Oggi Renzi parla alla Festa dell’Unità a Milano. Secondo lei che cosa dirà?
Renzi ha già detto molto. Ha spiegato infatti di sperare che l’uomo dell’Expo, Beppe Sala, possa essere il candidato del centrosinistra alle Comunali del 2016. Milano è una città che ha bisogno di figure molto solide e rappresentative. Come dimostra il caso di Marino a Roma, non ci si può affidare a leadership un po’ inventate. Servono personalità forti e carismatiche, gente in grado di prendere in mano la città un minuto dopo il voto. Nella gestione di Expo, Sala ha dimostrato tutte queste capacità. Renzi spenderà qualche altra parola per Sala, ben sapendo che ciò potrà indispettire due personaggi milanesi come Majorino e Fiano.
Riferendosi all’ex Ad di Luxottica, Andrea Guerra, Renzi alla Leopolda ha detto: “Cosa succede? Chiedetelo a lui”. E se fosse Guerra il candidato?
Potrebbe essere.

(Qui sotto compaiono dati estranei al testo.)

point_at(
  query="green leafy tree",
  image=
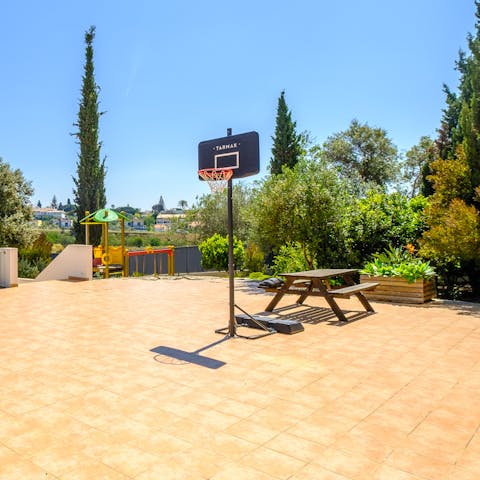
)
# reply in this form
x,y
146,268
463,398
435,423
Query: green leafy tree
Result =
x,y
287,144
89,184
453,239
417,164
210,215
214,252
15,208
363,151
381,220
303,207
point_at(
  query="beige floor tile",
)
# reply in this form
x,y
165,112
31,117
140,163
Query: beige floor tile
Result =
x,y
346,463
416,464
297,447
273,463
392,396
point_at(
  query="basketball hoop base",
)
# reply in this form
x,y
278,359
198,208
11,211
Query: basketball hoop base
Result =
x,y
267,330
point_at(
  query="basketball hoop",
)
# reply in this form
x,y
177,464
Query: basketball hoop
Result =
x,y
217,179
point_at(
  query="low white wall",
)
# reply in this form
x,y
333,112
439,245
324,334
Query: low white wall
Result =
x,y
8,267
75,261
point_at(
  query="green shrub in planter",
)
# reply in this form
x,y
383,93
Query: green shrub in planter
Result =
x,y
397,262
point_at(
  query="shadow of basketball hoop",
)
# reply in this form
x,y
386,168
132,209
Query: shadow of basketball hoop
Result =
x,y
175,356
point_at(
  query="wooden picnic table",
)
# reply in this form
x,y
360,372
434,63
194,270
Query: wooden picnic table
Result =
x,y
317,283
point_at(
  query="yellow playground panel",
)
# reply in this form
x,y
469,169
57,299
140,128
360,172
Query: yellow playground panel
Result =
x,y
107,259
110,260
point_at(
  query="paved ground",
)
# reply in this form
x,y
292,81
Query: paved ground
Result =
x,y
95,384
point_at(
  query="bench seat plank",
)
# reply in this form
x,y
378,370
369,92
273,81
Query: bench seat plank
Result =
x,y
346,292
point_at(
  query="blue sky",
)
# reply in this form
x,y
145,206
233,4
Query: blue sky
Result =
x,y
175,73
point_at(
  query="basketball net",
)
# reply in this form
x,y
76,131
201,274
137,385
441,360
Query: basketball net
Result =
x,y
217,179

Guerra è un personaggio di grande spessore internazionale, e Milano è una città troppo importante perché Renzi la lasci gestire alle dinamiche interne del Pd milanese. Lo scotto pagato in Campania, la sconfitta in Liguria, il dramma di Roma lo spingeranno a cercare un grande risultato a Milano, e perché ciò avvenga dovrà puntare su un nome importante. La personalità che serve per Milano deve avere indubbie capacità manageriali, grande visione e grande esposizione internazionale. Milano ha bisogno di un sindaco che sappia parlare con il mondo, e Guerra ha tutte queste caratteristiche.